# cms!



## Ditsch (14. August 2002)

Hi!ich hatte noch nie kontakt zum cms und mein Hoster hat mir jetzt eins gegeben, könntent ihr mir vielleicht erklären wie ich da Artikel posten(keine news)und was ich machen muss damit das angezeigt wird und so?


----------



## BigJuri (14. August 2002)

Hallo!

Wäre gut wenn du genauere Infos geben könntest, zB. um welches CMS es sich handelt. (PostNuke, PHPNuke, Xoops, usw.)
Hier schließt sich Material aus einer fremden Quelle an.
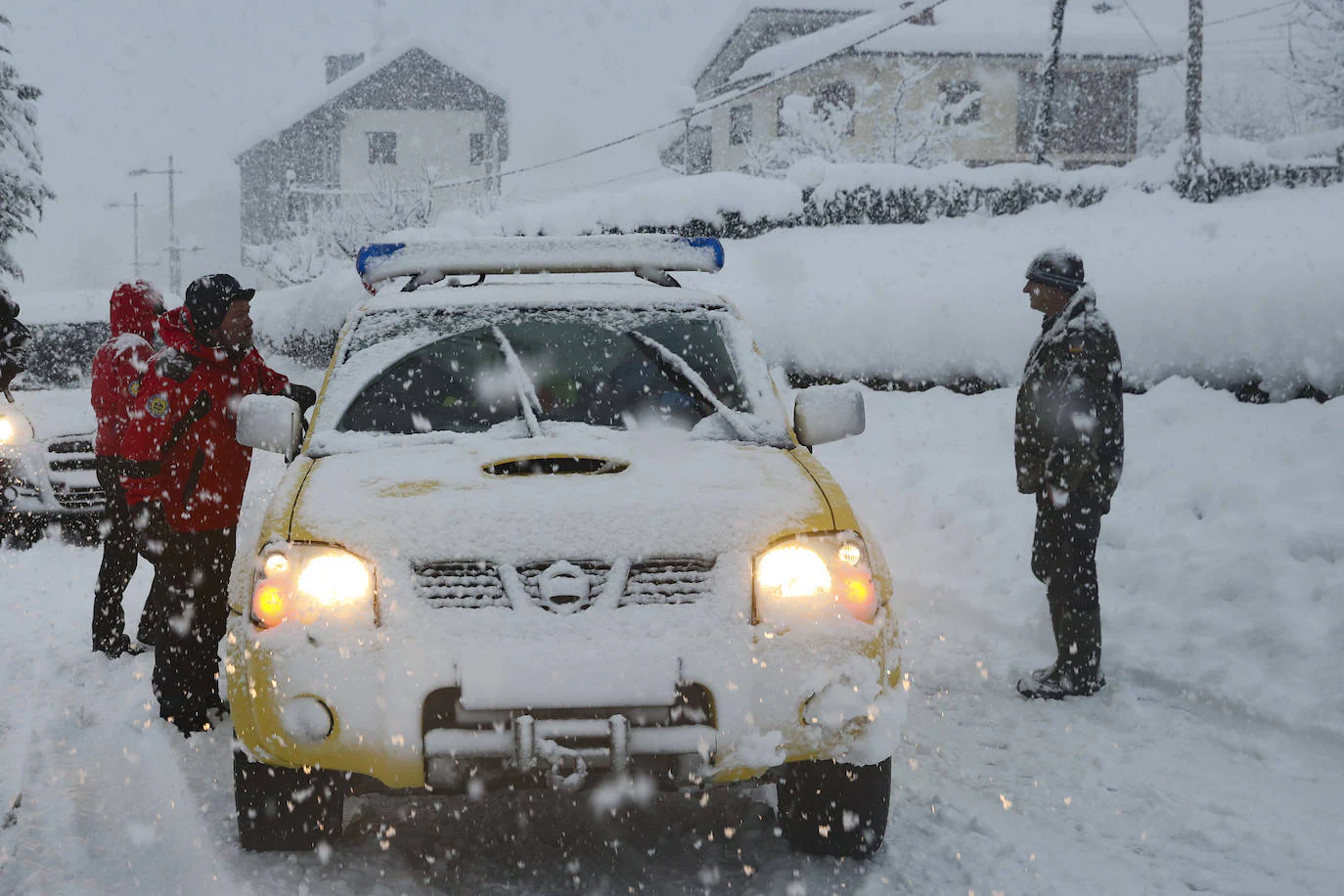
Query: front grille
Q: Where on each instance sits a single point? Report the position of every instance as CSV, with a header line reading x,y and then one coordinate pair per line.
x,y
668,580
461,583
531,576
74,454
478,583
79,445
71,454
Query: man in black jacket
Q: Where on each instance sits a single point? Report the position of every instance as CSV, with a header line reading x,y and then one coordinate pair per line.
x,y
13,337
1069,449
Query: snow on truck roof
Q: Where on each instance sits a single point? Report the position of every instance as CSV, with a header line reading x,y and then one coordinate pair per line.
x,y
556,295
647,255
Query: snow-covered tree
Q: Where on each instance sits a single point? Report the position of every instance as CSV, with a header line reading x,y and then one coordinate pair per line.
x,y
1318,58
22,188
336,227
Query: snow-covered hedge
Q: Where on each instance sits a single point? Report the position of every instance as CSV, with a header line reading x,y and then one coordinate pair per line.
x,y
1245,294
1246,291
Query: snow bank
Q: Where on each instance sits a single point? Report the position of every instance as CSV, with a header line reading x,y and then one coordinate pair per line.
x,y
1230,293
1218,563
1246,289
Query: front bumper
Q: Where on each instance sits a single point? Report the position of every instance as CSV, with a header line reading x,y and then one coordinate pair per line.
x,y
428,707
51,478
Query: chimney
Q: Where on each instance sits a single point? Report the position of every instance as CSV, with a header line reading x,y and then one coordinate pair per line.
x,y
340,64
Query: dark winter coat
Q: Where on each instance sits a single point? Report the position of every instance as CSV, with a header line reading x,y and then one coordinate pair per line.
x,y
121,362
1070,426
183,448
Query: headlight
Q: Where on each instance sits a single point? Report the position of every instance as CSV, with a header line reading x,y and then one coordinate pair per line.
x,y
312,585
812,578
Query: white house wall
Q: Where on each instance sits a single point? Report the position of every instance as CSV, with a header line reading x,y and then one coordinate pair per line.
x,y
431,147
995,141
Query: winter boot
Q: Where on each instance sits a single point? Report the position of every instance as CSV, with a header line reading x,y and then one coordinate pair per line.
x,y
1056,686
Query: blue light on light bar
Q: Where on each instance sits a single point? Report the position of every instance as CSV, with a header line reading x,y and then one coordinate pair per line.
x,y
376,251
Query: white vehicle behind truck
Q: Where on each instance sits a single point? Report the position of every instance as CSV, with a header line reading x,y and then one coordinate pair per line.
x,y
46,434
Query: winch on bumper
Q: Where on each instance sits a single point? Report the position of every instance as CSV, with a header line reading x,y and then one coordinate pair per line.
x,y
674,744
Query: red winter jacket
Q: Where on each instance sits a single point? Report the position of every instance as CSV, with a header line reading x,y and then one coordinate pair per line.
x,y
193,461
119,362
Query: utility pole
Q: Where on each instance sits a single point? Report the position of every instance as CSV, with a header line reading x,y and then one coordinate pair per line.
x,y
135,218
173,250
1046,111
686,146
1193,157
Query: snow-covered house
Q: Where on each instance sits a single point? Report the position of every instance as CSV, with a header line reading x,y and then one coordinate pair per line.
x,y
401,126
956,79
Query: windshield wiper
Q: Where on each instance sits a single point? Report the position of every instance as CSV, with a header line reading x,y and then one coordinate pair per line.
x,y
521,383
683,368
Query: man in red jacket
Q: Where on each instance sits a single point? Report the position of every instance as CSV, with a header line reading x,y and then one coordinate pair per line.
x,y
117,368
183,452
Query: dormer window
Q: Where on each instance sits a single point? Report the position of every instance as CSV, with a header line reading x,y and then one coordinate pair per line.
x,y
381,147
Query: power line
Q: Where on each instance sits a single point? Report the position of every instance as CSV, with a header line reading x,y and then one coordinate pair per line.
x,y
721,101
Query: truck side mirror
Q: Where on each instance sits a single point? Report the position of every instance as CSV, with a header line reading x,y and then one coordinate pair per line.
x,y
829,414
270,424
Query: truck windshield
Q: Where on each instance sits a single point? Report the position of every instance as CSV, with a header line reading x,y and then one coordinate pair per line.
x,y
549,367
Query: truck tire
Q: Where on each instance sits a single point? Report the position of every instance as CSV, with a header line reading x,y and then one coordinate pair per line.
x,y
287,809
833,809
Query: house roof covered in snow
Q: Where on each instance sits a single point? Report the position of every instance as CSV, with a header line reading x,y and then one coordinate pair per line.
x,y
455,87
769,39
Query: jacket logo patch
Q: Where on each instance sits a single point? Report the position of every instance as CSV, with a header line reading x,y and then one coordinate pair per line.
x,y
157,406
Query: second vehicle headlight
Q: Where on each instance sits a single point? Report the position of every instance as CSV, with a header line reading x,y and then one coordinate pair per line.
x,y
815,576
312,583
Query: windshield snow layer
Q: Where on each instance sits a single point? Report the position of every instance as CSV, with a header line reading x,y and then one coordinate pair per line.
x,y
477,370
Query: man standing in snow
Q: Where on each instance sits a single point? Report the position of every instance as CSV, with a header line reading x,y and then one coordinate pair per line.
x,y
13,337
183,450
1069,449
117,368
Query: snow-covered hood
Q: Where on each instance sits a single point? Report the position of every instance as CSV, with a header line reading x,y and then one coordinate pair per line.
x,y
674,496
53,413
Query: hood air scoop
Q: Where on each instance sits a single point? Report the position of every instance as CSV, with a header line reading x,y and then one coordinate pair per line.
x,y
556,465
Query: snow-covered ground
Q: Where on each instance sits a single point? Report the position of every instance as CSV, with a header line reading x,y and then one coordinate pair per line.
x,y
1210,763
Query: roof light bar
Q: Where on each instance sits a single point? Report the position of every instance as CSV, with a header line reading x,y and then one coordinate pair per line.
x,y
640,254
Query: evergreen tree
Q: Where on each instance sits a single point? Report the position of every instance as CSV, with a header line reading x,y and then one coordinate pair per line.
x,y
22,188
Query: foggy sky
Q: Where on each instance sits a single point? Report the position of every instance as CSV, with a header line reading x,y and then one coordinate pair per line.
x,y
125,82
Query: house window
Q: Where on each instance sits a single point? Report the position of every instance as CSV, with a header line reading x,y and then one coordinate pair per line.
x,y
1095,112
962,101
381,147
739,125
295,209
833,103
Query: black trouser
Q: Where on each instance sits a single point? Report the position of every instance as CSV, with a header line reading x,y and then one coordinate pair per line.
x,y
1063,557
119,557
152,533
197,567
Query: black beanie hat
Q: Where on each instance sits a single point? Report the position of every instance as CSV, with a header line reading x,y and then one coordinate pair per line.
x,y
1058,267
208,298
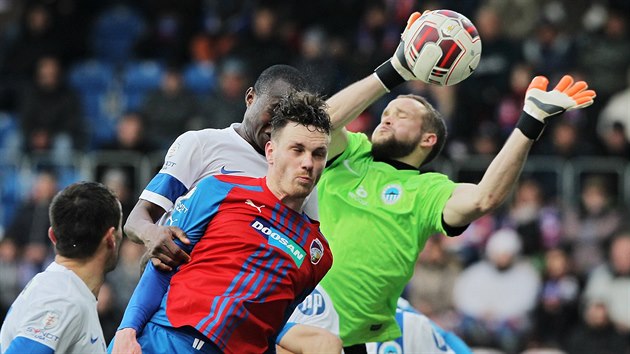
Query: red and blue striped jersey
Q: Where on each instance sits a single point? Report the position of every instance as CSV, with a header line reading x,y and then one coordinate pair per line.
x,y
253,260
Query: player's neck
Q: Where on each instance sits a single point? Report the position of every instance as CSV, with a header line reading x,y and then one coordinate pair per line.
x,y
87,270
241,131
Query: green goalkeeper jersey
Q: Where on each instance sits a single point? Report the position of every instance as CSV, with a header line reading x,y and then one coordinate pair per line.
x,y
377,218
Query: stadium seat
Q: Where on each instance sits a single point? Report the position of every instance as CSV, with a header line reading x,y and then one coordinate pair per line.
x,y
115,33
138,79
95,83
200,78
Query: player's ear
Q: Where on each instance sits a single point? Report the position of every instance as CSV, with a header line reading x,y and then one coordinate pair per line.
x,y
269,148
51,236
249,96
428,139
110,238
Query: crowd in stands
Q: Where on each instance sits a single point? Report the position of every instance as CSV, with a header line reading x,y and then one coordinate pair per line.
x,y
113,78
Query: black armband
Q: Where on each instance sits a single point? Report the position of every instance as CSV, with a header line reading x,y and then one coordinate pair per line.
x,y
530,126
388,76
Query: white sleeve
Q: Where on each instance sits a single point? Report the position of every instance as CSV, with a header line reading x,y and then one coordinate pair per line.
x,y
53,323
183,165
420,337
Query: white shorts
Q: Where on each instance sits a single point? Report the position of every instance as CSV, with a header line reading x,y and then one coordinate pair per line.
x,y
317,310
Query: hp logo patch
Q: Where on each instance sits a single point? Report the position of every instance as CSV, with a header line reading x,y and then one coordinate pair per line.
x,y
313,305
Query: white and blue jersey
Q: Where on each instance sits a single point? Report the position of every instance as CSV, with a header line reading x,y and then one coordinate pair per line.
x,y
55,313
419,335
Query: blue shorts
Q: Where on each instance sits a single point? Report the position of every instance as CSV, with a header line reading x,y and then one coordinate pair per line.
x,y
159,339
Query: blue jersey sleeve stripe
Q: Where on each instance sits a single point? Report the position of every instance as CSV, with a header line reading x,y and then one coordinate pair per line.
x,y
261,276
167,186
146,298
203,326
23,345
241,291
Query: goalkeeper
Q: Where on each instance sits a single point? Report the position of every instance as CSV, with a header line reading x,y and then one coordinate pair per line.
x,y
377,210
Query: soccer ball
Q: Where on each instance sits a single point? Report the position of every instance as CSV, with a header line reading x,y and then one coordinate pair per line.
x,y
442,47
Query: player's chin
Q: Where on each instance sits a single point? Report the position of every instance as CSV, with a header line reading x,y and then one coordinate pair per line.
x,y
304,188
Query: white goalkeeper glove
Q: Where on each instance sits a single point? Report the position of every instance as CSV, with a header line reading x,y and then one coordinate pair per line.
x,y
395,71
541,104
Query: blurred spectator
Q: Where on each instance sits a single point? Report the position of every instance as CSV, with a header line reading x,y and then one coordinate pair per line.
x,y
35,40
31,222
564,141
119,181
131,135
538,224
376,38
225,106
115,32
615,142
316,62
430,289
30,226
615,114
589,226
497,295
260,44
9,275
596,334
557,309
479,95
518,18
550,51
50,113
602,57
511,103
604,54
171,27
609,283
169,108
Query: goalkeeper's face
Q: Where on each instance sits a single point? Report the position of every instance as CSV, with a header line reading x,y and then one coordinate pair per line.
x,y
399,133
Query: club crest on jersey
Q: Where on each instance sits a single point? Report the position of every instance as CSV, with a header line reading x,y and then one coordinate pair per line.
x,y
389,348
391,194
51,320
279,240
317,251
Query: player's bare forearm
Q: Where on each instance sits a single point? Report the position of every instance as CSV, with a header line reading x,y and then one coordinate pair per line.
x,y
346,105
141,227
125,342
469,201
141,221
305,339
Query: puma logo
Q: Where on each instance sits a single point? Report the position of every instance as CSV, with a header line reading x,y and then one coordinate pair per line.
x,y
250,203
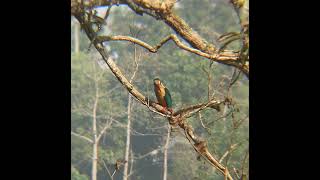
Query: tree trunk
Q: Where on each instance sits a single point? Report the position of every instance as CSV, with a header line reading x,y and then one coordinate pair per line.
x,y
165,155
94,132
125,169
76,37
94,161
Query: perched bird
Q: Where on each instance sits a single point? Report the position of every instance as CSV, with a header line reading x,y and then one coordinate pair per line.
x,y
163,95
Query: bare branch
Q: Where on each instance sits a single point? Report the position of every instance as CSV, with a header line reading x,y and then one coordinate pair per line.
x,y
223,56
82,137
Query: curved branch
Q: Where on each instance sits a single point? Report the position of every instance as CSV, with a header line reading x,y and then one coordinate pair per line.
x,y
82,137
178,119
223,56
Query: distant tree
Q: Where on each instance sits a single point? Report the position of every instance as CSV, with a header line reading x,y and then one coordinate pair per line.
x,y
163,10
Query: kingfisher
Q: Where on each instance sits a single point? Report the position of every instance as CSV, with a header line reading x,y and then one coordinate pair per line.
x,y
163,95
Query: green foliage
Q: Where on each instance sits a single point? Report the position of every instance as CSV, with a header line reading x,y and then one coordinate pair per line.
x,y
75,175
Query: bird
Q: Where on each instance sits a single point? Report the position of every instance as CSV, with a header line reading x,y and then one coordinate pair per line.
x,y
163,95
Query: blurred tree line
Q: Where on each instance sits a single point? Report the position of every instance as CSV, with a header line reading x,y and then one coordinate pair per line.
x,y
185,74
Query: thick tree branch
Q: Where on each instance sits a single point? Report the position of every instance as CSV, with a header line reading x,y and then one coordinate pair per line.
x,y
82,137
223,56
163,9
177,118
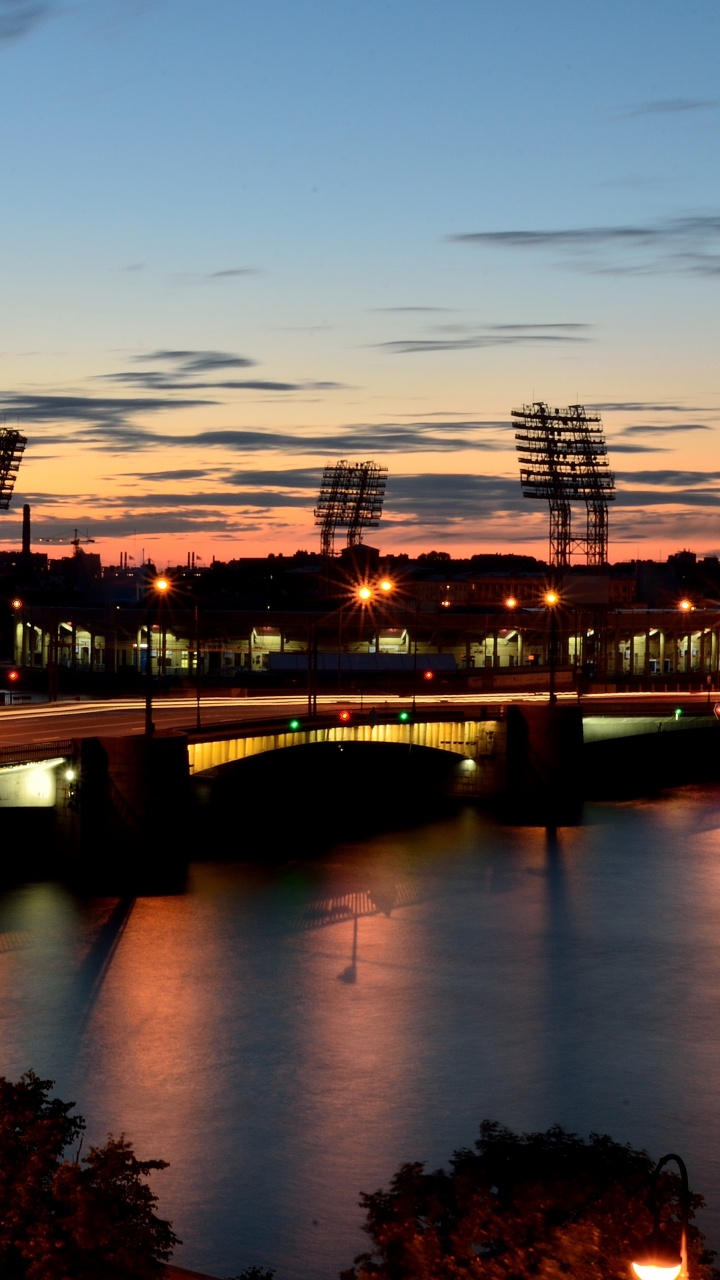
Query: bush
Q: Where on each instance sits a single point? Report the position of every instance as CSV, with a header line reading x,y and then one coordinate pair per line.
x,y
541,1205
90,1219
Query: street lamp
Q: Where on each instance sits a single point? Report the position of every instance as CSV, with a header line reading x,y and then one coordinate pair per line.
x,y
656,1257
155,589
552,599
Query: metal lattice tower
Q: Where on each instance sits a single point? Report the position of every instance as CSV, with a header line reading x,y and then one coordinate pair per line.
x,y
351,497
12,448
564,460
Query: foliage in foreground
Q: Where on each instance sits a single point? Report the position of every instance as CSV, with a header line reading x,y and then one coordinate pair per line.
x,y
542,1205
60,1219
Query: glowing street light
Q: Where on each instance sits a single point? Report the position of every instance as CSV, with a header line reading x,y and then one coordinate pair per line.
x,y
552,599
155,589
656,1257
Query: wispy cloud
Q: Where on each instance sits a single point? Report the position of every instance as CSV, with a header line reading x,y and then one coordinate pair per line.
x,y
196,361
103,412
18,17
488,336
185,366
689,245
229,272
670,106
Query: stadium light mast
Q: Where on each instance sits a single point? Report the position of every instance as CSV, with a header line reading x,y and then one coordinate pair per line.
x,y
563,460
12,448
351,497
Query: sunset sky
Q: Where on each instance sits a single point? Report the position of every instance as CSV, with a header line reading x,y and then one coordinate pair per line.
x,y
244,238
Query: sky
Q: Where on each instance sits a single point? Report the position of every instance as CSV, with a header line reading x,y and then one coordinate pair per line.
x,y
247,238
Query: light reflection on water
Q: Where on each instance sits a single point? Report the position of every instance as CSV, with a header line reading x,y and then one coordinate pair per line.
x,y
286,1038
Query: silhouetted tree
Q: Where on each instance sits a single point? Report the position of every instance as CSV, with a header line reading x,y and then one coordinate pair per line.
x,y
541,1205
60,1219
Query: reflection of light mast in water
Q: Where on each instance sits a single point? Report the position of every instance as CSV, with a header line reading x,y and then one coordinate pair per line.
x,y
382,899
350,974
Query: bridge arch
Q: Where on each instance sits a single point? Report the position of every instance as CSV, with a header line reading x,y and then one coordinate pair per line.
x,y
465,739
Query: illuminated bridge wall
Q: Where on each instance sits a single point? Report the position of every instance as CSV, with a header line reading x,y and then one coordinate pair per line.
x,y
478,744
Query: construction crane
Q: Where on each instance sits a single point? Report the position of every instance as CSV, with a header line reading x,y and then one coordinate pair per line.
x,y
80,539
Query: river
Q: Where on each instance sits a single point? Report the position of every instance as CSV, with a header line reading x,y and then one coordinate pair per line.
x,y
497,973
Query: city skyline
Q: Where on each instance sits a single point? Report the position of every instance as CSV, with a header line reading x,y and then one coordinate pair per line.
x,y
246,241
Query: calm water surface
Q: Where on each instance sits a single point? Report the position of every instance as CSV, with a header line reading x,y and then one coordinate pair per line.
x,y
496,973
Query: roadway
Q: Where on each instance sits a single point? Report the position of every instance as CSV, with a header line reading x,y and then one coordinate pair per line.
x,y
119,717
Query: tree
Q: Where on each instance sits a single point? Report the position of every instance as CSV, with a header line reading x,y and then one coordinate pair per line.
x,y
72,1219
541,1205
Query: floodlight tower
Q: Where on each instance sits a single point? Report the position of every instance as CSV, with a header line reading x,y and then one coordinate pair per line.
x,y
12,448
563,460
351,497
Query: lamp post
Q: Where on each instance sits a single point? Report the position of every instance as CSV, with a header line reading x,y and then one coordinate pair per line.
x,y
155,589
197,721
657,1257
552,599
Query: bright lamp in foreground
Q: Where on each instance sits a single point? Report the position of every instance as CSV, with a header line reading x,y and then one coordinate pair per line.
x,y
657,1258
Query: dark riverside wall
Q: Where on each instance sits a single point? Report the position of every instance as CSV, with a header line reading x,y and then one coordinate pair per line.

Aber grundsätzlich: Wenn du der Admin bist musst du nur ins Admin-Menü gehen, dort kannst du dann entweder neue Mitteilungen oder neue Artikel verfassen. Der Rest erklärt sich auf der Seite dann eigentlich von selbst. Sollte es aber noch Probleme geben werden wir das schon gemeinsam hinkriegen. 

MFG, BigJuri


----------



## Ditsch (14. August 2002)

Naja ichw erde gehostet und die haben das selber geproggt(glaube ich), heißen tuts site Admin Version 2.Naja wennn ich ein artikel poste, wie verlinke ich das auf der index so dass das dann includet wird.


----------



## Ditsch (14. August 2002)

Also mein problem ist wa sich nicht verstehe, ich habe jetzt dne rtikel verfasst, so jetzt brauch ich ja den Link, aber wo steht, ich weiß den Link nur soweit http://www.fmcorner.ice-bird.net/index2.php?content=    ab was kommt danach, der Artikel wurde unter der id 4 gespeichert.kannst du/ihr mir helfen?


----------